Alguien fuma de noche y a oscuras en el balcón de su departamento. De noche y a oscuras, quieto en un rincón, quien se mantenga en silencio podrá escuchar las crepitaciones del Universo expandiendo su marea roja para atravesar u ocupar el más allá de su propio límite; el Universo busca lo que no es Universo para colonizarlo o convertirse en eso, y dentro de eso estamos nosotros, que no sabemos bien qué somos ni en qué nos convertiremos, salvo en alguno que otro momento de decisión. La persona que fuma escucha esos ruidos, los confunde con el rumor de una radio distante cuyo dial –ahora digital– es manejado por una mano que aborrece la música y se detiene durante un instante en las exaltaciones de un pastor evangelista brasileño que vende frascos de medio litro del aceite milagroso, luego en las voces irritadas de quienes atacan y defienden al Gobierno, y por último en las de quienes debaten acerca del estado del campo de juego del estadio rumano donde la Selección anticipó lo rápido que será derrotada en su tercero o cuarto partido del próximo Mundial. La radio se apaga y la persona escucha, ahora, los rumores del vecindario: una voz de mujer pide algo, primero en tono de lamento, luego de queja, y se va exasperando. La voz del hombre que le responde mantiene la calma y alardea de su paciencia. Después, ruido de desagote de cañerías, y, a lo lejos, desde el parque de enfrente, el frotar encadenado de una chicharra, capaz de entretener a los insomnes. Quizá mañana llueva.

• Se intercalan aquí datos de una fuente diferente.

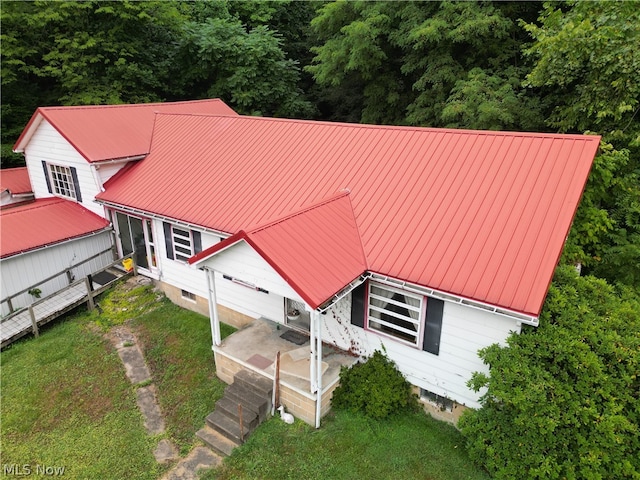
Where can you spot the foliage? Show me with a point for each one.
(177, 347)
(374, 387)
(66, 402)
(351, 445)
(248, 69)
(410, 62)
(563, 400)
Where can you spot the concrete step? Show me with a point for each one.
(227, 427)
(230, 408)
(254, 381)
(216, 441)
(249, 399)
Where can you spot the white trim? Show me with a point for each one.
(449, 297)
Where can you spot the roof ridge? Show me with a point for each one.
(415, 128)
(337, 196)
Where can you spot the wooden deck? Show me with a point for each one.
(43, 311)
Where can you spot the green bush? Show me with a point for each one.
(375, 388)
(562, 400)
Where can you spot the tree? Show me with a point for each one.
(409, 62)
(563, 399)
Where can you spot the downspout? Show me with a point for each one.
(214, 320)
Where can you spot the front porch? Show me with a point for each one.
(255, 347)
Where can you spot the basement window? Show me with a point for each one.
(188, 295)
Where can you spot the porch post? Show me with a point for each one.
(214, 320)
(312, 352)
(318, 323)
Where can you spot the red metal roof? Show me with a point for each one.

La persona que fuma de noche y a oscuras está a punto de terminar su cigarrillo. Da una última pitada, ya siente o huele el olor impregnado a tabaco del filtro, que comienza a calentarse con la cercanía de la brasa. Es una mancha blanca, mínima, en medio de la sombra, con el punto ardiente del tabaco encendido. La persona acomoda el pucho sobre la uña del dedo índice, curvado, y lo presiona con la yema del pulgar. Mueve el índice, con fuerza, y el pucho vuela, como una estrella roja, quemando la negrura y trazando su arco. El ascenso de la materia es una ilusión momentánea, que se explica con mayor facilidad que el ciclo de resurrecciones que sostienen los mitos religiosos. Avivado por el roce con el aire, el pucho destella, unas mínimas brasitas se desprenden y son devoradas por la sombra, y por fin el cigarrillo empieza a caer, a la vez rápido y leve. La escena podría terminar así, un punto rojo atravesando el espacio hasta disolverse en lo oscuro, pero la persona que mira lo que ha arrojado, pensando si la ignición terminará sobre las baldosas del patio o sobre el balcón del edificio de enfrente, unos pisos más abajo, ve de golpe que una masa cae, más grande y pesada, como si, errante en la sombra, buscara y nombrara lo que encontrará dos o tres segundos más tarde, estrellándose sin resplandor contra el piso.
A la mañana siguiente los porteros del barrio comentarán los motivos de la decisión del muerto reciente.